Kernels 101 – Let’s write a Kernel

Hello World,

Let us write a simple kernel which could be loaded with the GRUB bootloader on an x86 system. This kernel will display a message on the screen and then hang.

How does an x86 machine boot

Before we think about writing a kernel, let’s see how the machine boots up and transfers control to the kernel:

Most registers of the x86 CPU have well defined values after power-on. The Instruction Pointer (EIP) register holds the memory address for the instruction being executed by the processor. EIP is hardcoded to the value 0xFFFFFFF0. Thus, the x86 CPU is hardwired to begin execution at the physical address 0xFFFFFFF0. It is in fact, the last 16 bytes of the 32-bit address space. This memory address is called reset vector.
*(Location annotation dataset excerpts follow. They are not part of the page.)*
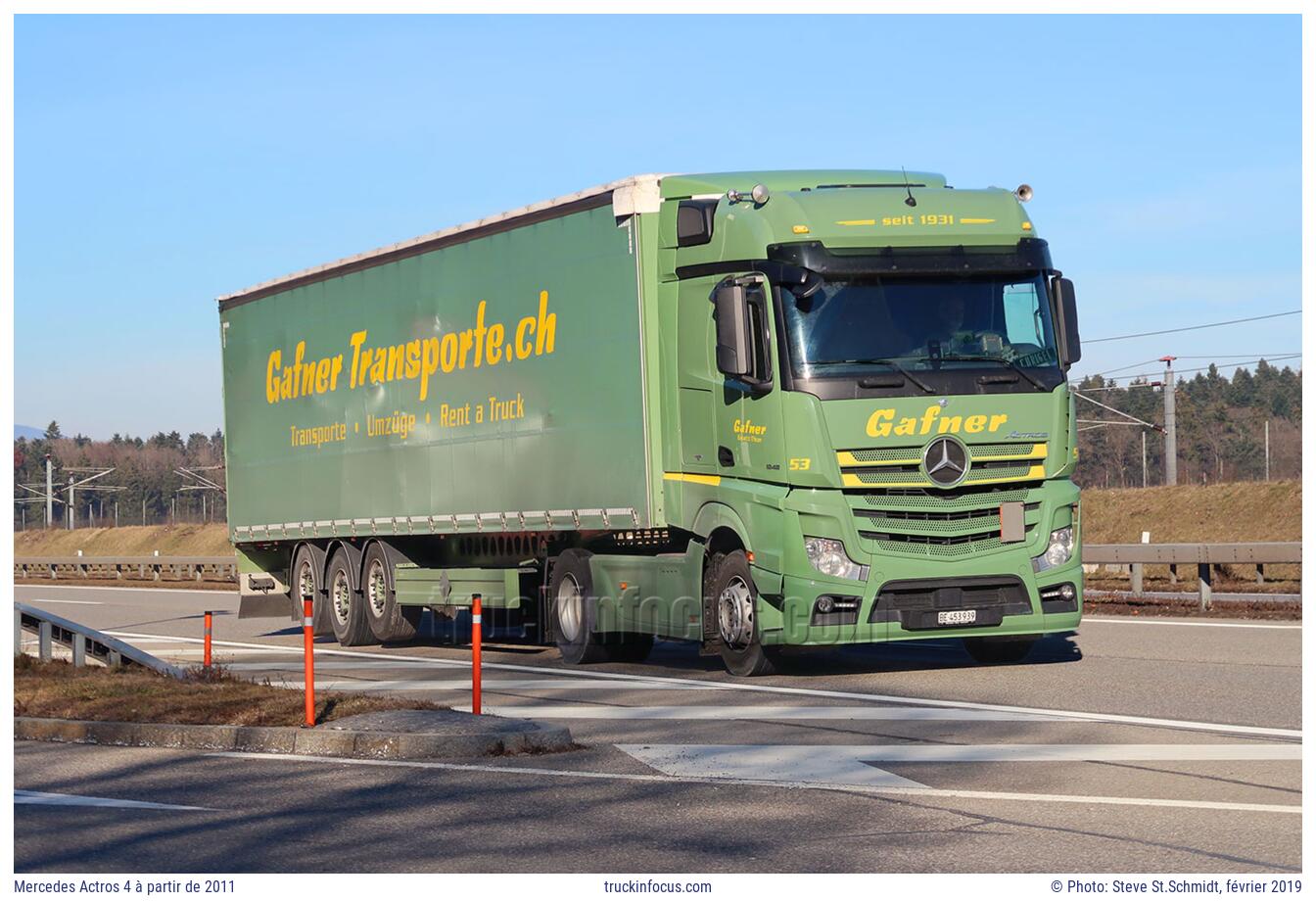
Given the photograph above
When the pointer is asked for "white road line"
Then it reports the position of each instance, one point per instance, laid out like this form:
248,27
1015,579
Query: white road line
874,789
216,593
465,686
765,712
806,692
50,600
689,759
53,798
1149,621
Now, the chipset’s memory map makes sure that 0xFFFFFFF0 is mapped to a certain part of the BIOS, not to the RAM. Meanwhile, the BIOS copies itself to the RAM for faster access. This is called shadowing. The address 0xFFFFFFF0 will contain just a jump instruction to the address in memory where BIOS has copied itself.

Thus, the BIOS code starts its execution. BIOS first searches for a bootable device in the configured boot device order. It checks for a certain magic number to determine if the device is bootable or not. (whether bytes 511 and 512 of first sector are 0xAA55)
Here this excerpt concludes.